Data obtained from a depression screening service for patients who were attending clinics of a Regional Cancer Centre in Edinburgh, United Kingdom were used. Patients had completed both the PHQ-9 and a 2-stage procedure to identify cases of MDD. Performance of the PHQ-9 in identifying cases of MDD was determined using receiver operating characteristic (ROC) analysis.
Data were available on 4264 patients. When scored as a continuous measure, the PHQ-9 performed well with an area under the ROC curve of 0.94 (95% confidence interval [CI], 0.93-0.95). A cutoff score of ≥8 provided a sensitivity of 93% (95% CI, 89%-95%), a specificity of 81% (95% CI, 80%-82%), a positive predictive value (PPV) of 25%, and a negative predictive value (NPV) of 99% and could be considered optimum in a screening context.
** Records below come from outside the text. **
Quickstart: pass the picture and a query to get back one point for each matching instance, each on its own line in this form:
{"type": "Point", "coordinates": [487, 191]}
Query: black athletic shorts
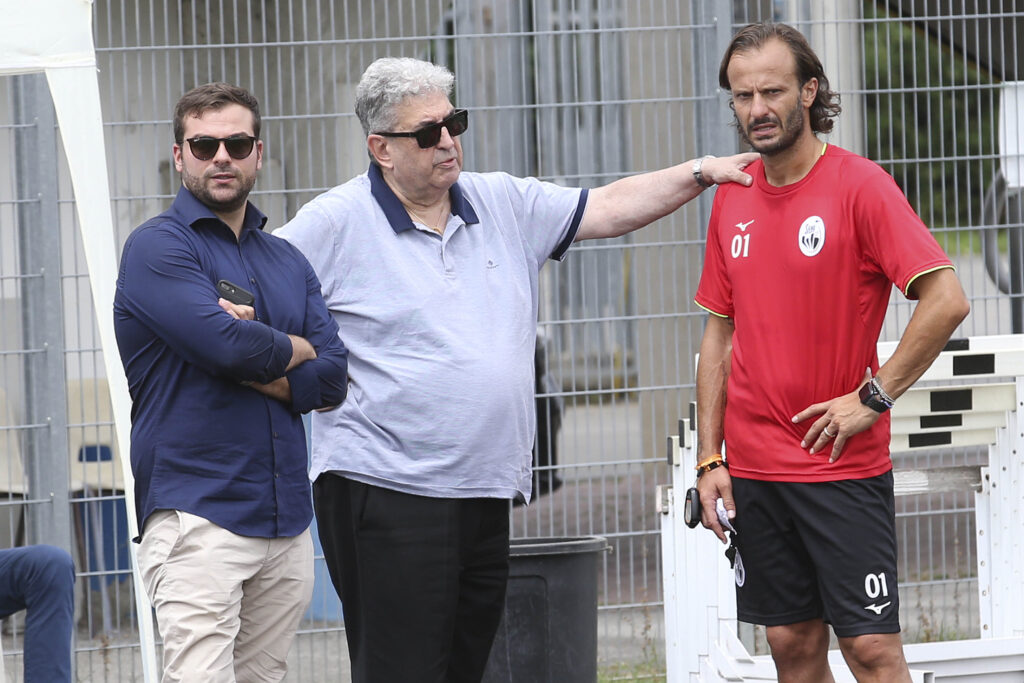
{"type": "Point", "coordinates": [823, 550]}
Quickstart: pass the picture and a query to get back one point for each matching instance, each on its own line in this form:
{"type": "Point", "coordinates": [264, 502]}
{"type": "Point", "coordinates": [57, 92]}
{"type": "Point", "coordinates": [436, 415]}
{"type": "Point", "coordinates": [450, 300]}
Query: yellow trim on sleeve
{"type": "Point", "coordinates": [906, 290]}
{"type": "Point", "coordinates": [710, 310]}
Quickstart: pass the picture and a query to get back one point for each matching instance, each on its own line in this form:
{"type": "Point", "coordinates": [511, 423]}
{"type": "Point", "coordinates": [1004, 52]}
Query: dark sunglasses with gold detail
{"type": "Point", "coordinates": [430, 135]}
{"type": "Point", "coordinates": [205, 147]}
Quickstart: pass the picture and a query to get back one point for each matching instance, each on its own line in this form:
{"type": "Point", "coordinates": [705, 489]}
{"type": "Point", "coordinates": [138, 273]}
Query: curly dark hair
{"type": "Point", "coordinates": [213, 96]}
{"type": "Point", "coordinates": [754, 36]}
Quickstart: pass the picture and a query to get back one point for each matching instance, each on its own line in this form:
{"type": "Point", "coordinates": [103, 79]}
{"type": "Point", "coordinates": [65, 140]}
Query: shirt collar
{"type": "Point", "coordinates": [395, 212]}
{"type": "Point", "coordinates": [193, 212]}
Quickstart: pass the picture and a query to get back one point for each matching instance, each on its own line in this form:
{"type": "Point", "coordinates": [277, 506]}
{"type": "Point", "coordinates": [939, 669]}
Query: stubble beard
{"type": "Point", "coordinates": [791, 131]}
{"type": "Point", "coordinates": [199, 186]}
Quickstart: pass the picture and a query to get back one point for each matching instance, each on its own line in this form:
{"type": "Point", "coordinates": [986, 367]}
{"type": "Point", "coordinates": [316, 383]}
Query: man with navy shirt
{"type": "Point", "coordinates": [217, 446]}
{"type": "Point", "coordinates": [432, 276]}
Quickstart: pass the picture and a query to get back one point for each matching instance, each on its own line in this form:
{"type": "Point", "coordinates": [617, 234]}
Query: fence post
{"type": "Point", "coordinates": [42, 312]}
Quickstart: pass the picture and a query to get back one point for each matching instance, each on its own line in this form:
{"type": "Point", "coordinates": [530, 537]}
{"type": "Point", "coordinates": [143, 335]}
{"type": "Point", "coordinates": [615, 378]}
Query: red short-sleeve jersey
{"type": "Point", "coordinates": [805, 272]}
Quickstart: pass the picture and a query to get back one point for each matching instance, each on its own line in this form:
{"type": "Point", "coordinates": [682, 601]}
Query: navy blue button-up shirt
{"type": "Point", "coordinates": [202, 440]}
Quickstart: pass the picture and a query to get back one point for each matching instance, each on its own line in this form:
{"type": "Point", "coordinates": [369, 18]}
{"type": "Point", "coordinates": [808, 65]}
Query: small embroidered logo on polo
{"type": "Point", "coordinates": [812, 236]}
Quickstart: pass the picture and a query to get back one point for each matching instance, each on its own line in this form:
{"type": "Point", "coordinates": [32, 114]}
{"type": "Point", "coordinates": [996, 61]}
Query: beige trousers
{"type": "Point", "coordinates": [227, 605]}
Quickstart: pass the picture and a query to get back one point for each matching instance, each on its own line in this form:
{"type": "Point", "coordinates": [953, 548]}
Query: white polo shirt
{"type": "Point", "coordinates": [440, 330]}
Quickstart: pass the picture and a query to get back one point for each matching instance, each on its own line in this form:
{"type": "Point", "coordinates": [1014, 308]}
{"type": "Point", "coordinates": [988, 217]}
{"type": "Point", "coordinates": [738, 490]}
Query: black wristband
{"type": "Point", "coordinates": [715, 464]}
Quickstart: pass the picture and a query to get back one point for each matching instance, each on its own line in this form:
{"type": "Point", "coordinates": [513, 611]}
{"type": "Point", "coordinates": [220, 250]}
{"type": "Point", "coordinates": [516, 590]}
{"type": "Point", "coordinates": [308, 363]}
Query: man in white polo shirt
{"type": "Point", "coordinates": [432, 276]}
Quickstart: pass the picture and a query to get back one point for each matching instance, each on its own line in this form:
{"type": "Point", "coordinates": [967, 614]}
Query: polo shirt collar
{"type": "Point", "coordinates": [193, 212]}
{"type": "Point", "coordinates": [395, 212]}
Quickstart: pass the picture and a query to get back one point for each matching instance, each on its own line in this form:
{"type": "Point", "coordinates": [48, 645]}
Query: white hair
{"type": "Point", "coordinates": [388, 81]}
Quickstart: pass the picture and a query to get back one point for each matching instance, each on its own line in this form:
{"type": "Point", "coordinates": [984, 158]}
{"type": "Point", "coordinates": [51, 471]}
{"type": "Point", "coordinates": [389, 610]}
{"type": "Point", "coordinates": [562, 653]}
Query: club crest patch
{"type": "Point", "coordinates": [812, 236]}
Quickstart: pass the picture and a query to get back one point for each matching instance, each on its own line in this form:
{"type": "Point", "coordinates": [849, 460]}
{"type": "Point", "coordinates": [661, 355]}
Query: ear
{"type": "Point", "coordinates": [378, 145]}
{"type": "Point", "coordinates": [809, 91]}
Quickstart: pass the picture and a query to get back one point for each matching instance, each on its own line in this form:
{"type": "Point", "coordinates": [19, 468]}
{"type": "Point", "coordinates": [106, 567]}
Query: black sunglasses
{"type": "Point", "coordinates": [205, 147]}
{"type": "Point", "coordinates": [430, 135]}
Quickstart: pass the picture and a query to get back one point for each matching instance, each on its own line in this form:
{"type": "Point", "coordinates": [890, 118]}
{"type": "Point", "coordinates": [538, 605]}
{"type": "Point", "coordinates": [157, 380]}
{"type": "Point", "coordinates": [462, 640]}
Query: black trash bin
{"type": "Point", "coordinates": [548, 633]}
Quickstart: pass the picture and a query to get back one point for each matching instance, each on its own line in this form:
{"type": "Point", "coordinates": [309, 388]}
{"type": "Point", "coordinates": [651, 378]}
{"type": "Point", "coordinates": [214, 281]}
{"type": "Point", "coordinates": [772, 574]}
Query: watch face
{"type": "Point", "coordinates": [869, 397]}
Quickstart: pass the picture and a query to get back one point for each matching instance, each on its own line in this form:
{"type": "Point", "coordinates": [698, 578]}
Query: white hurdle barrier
{"type": "Point", "coordinates": [973, 395]}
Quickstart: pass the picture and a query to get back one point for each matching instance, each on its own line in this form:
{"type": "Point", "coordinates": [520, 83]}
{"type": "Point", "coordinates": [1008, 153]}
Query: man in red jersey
{"type": "Point", "coordinates": [797, 279]}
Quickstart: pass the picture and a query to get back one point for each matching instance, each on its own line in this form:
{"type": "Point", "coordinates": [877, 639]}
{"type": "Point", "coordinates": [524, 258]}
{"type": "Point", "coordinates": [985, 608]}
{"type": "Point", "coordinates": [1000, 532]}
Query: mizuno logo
{"type": "Point", "coordinates": [878, 608]}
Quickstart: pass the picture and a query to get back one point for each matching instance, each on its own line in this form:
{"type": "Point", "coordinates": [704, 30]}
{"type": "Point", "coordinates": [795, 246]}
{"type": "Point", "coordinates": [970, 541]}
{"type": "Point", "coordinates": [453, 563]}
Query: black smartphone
{"type": "Point", "coordinates": [235, 294]}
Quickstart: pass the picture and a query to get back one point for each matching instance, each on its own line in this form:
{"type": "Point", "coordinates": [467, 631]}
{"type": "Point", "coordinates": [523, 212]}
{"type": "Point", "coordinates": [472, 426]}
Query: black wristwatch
{"type": "Point", "coordinates": [873, 397]}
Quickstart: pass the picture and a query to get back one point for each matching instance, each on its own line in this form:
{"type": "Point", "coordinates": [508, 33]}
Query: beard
{"type": "Point", "coordinates": [220, 199]}
{"type": "Point", "coordinates": [790, 131]}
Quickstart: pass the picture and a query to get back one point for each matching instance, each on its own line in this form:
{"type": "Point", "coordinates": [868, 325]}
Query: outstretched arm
{"type": "Point", "coordinates": [634, 202]}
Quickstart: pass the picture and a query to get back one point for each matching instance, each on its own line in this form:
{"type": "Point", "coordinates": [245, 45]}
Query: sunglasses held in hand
{"type": "Point", "coordinates": [430, 135]}
{"type": "Point", "coordinates": [205, 147]}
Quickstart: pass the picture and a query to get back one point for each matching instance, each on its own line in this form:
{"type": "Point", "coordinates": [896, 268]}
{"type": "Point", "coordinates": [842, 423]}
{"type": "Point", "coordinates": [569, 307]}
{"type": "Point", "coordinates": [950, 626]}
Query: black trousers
{"type": "Point", "coordinates": [421, 580]}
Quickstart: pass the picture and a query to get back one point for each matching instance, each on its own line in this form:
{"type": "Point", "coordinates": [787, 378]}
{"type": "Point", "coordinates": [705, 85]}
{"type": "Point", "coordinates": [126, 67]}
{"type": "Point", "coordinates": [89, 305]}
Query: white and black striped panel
{"type": "Point", "coordinates": [999, 355]}
{"type": "Point", "coordinates": [943, 417]}
{"type": "Point", "coordinates": [938, 401]}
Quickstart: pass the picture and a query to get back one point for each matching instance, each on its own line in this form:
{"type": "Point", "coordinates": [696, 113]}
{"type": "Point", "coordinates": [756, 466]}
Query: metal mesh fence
{"type": "Point", "coordinates": [576, 91]}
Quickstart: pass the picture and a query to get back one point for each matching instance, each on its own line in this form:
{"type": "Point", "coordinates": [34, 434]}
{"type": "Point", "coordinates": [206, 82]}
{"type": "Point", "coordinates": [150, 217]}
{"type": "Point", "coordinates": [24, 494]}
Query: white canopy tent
{"type": "Point", "coordinates": [55, 37]}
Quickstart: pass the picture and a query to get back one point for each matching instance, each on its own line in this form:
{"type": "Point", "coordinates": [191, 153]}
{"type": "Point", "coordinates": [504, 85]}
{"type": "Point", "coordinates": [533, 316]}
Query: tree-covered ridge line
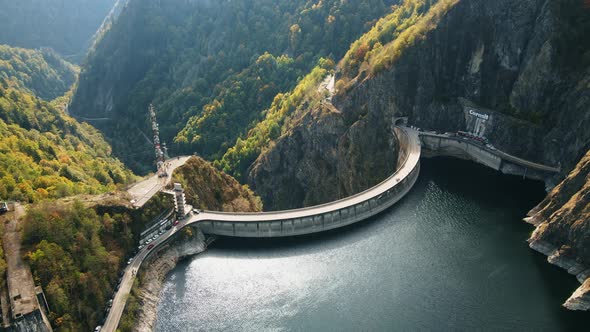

The PHQ-9 did not perform as well when it was scored using an algorithm with a sensitivity of 56% (95% CI, 55%-57%), a specificity of 96% (95% CI, 95%-97%), a PPV of 52%, and an NPV of 97%.
The PHQ-9 scored as a continuous measure with a cutoff score of ≥8 performed well in identifying MDD in cancer patients and should be considered as a screening instrument in this population. Cancer 2011. © 2010 American Cancer Society.